Retained Documented Information for Management Reviews

[Perspicuity]

Thank you for your input Jen! I have always perceived that 5.6.1 stating "records of management reviews shall be maintained" meant just that...."all records shall be maintained". This I believe was bolstered by 5.6.1 being a section titled "General" which then applies itself in generality to the whole process. Unlike 2015 that states records shall be retained "of the results of management reviews"; "results" would indicate that the conclusions of the review and its outputs are the only thing that need be retained. This is further supported by the retention requirement being stated subordinate to 9.3.3 (Management review outputs). This alienates the requirement from 9.3.1 and 9.3.2. I do believe that the review requirements or 2015 are superior to those in 2008. However, I do believe that the records (i.e. evidence) required by 2015 are inferior.

I am a quality manager, a AS9100 LA, a ISO9001 LA and a NQA-1 Nuclear LA. When I assess a management review I want to see the inputs, who participated, when it was accomplished and the outputs. I have had organizations challenge the need to have anything but outputs and this causes a conundrum to those of us that prescribe to literal text rather than tribal knowledge.

In a hypothetical situation, a management review record for the 2015 standard could be complete as follows;

1) This review determined no opportunities for improvement during the period.
2) No need for QMS changes have been determined during this review.
3) Resources have been determined as adequate for the effective operation of the QMS.

Spike the ball and we are done!

Note: If one adheres to the IAF/AGP document, you need to include your budget in the outputs. Though, this is certainly not stated by ISO9001 (any edition).

 

[Sidney Vianna]

I am a quality manager, a AS9100 LA, a ISO9001 LA and a NQA-1 Nuclear LA. When I assess a management review I want to see the inputs, who participated, when it was accomplished and the outputs. I have had organizations challenge the need to have anything but outputs and this causes a conundrum to those of us that prescribe to literal text rather than tribal knowledge.

The context of your professional background might be affecting your expectations.

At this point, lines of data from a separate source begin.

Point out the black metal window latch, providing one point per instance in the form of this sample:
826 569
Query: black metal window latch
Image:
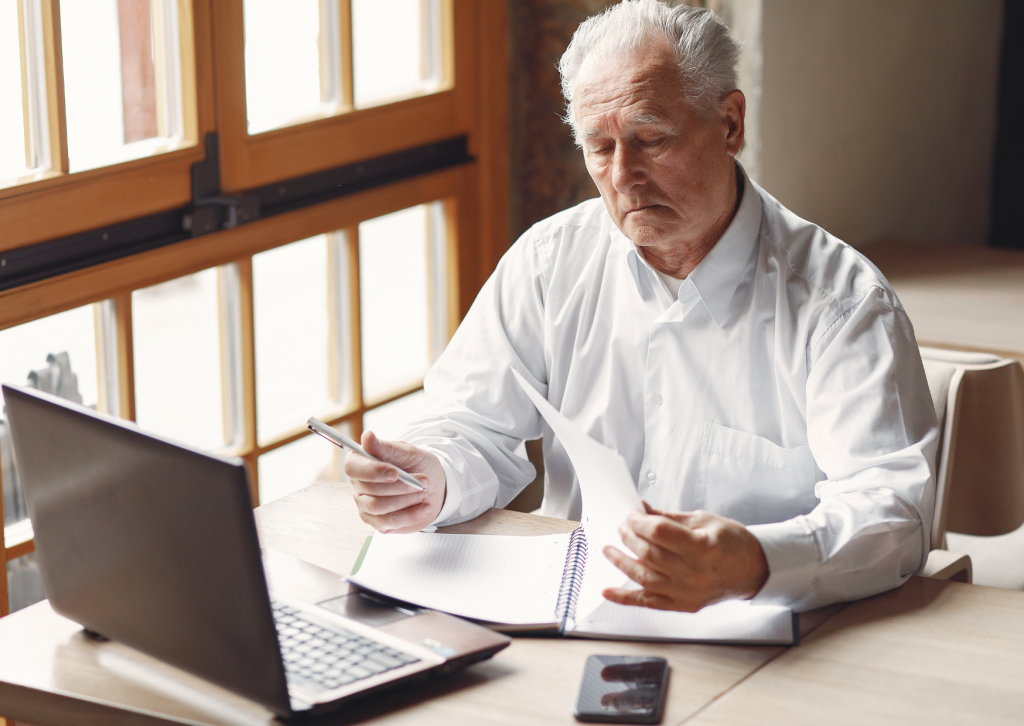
210 209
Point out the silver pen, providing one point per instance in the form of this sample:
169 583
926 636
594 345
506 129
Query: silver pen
338 438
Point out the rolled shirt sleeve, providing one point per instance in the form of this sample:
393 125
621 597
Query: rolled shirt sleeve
872 430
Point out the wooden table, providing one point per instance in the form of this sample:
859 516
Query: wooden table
49 674
957 296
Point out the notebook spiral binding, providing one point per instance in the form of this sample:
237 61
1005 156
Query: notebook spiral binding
576 560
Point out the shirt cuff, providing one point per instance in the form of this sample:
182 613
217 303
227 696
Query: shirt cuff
453 495
793 561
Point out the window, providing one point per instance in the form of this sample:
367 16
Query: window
203 317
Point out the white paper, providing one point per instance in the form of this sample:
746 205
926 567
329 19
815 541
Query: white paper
511 580
733 621
608 496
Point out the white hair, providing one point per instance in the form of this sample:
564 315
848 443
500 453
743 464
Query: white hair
706 53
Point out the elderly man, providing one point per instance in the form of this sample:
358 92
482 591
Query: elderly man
758 375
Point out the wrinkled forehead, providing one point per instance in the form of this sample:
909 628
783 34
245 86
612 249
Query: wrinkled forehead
638 84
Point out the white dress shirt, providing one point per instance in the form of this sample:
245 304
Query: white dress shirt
783 388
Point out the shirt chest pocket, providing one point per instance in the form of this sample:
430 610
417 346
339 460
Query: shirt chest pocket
752 480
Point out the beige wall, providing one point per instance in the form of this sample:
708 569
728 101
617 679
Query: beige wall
878 117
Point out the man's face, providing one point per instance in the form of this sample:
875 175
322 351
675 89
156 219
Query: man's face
664 169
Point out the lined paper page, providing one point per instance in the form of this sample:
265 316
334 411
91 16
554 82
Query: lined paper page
733 621
510 580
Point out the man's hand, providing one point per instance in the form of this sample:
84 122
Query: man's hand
384 502
686 560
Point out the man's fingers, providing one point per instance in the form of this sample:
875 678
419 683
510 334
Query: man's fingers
666 531
640 574
400 454
403 520
358 467
385 505
639 598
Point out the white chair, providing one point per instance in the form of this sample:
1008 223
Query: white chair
979 400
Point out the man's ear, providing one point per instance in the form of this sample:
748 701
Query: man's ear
733 109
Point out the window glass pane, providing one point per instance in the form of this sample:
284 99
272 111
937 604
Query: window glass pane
283 62
59 351
25 586
297 465
389 421
290 297
395 49
12 157
122 80
394 314
25 348
175 329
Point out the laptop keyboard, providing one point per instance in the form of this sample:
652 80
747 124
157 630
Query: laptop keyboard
330 656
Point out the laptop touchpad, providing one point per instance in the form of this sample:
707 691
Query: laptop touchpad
372 609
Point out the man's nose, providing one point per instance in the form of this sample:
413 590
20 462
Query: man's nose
628 169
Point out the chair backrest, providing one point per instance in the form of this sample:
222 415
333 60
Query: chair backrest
979 400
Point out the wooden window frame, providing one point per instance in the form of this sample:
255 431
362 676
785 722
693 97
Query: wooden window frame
475 197
141 186
347 136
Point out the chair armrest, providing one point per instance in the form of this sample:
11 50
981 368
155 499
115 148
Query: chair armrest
943 564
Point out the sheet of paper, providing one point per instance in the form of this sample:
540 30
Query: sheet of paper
608 495
512 580
733 621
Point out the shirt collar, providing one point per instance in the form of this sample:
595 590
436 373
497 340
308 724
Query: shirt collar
720 272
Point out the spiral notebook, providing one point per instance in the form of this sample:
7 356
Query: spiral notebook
553 583
536 584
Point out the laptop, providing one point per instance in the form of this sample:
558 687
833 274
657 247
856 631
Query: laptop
154 544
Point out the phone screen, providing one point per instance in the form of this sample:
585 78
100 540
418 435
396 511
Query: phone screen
626 689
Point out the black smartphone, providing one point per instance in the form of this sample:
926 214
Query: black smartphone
623 689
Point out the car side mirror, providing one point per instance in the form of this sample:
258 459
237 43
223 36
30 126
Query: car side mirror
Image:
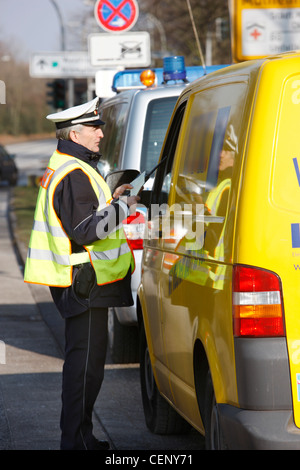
116 178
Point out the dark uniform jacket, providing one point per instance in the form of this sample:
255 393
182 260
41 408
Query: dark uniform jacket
75 204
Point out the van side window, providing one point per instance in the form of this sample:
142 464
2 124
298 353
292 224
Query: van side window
207 156
114 118
161 187
157 119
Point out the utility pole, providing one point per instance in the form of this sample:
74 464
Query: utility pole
63 48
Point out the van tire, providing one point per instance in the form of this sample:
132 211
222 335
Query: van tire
160 417
123 340
213 433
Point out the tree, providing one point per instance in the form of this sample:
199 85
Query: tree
25 108
175 20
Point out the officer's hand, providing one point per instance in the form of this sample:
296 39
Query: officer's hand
121 189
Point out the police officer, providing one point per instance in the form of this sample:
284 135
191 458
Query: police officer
78 248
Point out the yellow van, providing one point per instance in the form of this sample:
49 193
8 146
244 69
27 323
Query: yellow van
219 299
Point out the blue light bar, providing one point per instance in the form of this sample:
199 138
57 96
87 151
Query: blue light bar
174 68
128 79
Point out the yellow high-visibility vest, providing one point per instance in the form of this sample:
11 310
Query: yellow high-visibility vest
50 259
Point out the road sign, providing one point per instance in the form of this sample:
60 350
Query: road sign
128 49
67 64
262 28
116 16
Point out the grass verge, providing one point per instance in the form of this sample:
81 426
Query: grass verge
23 202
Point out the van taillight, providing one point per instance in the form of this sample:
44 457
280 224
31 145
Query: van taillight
257 304
134 227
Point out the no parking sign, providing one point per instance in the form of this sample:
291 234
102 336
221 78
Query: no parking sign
116 16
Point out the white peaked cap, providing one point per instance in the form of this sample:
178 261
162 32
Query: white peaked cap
86 114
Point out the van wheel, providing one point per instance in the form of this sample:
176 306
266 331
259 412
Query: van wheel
122 340
213 434
160 417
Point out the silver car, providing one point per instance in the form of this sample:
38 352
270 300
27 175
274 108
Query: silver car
136 122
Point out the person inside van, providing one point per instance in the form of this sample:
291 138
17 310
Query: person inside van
217 200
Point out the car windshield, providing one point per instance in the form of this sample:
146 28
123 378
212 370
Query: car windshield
157 119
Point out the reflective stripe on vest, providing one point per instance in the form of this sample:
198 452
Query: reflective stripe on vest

If you deal in highly regulated environments, such as the nuclear industry, you are used to extremely tightly controlled business (including quality) practices.

As I said before, the ISO TC 176 SC 2 WG 24 revised the ISO 9001 document with one of the mandates being: Thou shall make it of broader use...
So, ISO wants the standard to be deployed in the bakery down the street and the dry cleaners in the corner, at the same time it can be used by a defense supplier making nuclear weapons.

You can't expect the same level of controls. That's why context of the organization and expectations of relevant stakeholders became explicitly mentioned in the standard.

But, I still question: with all this at play, is still a standard?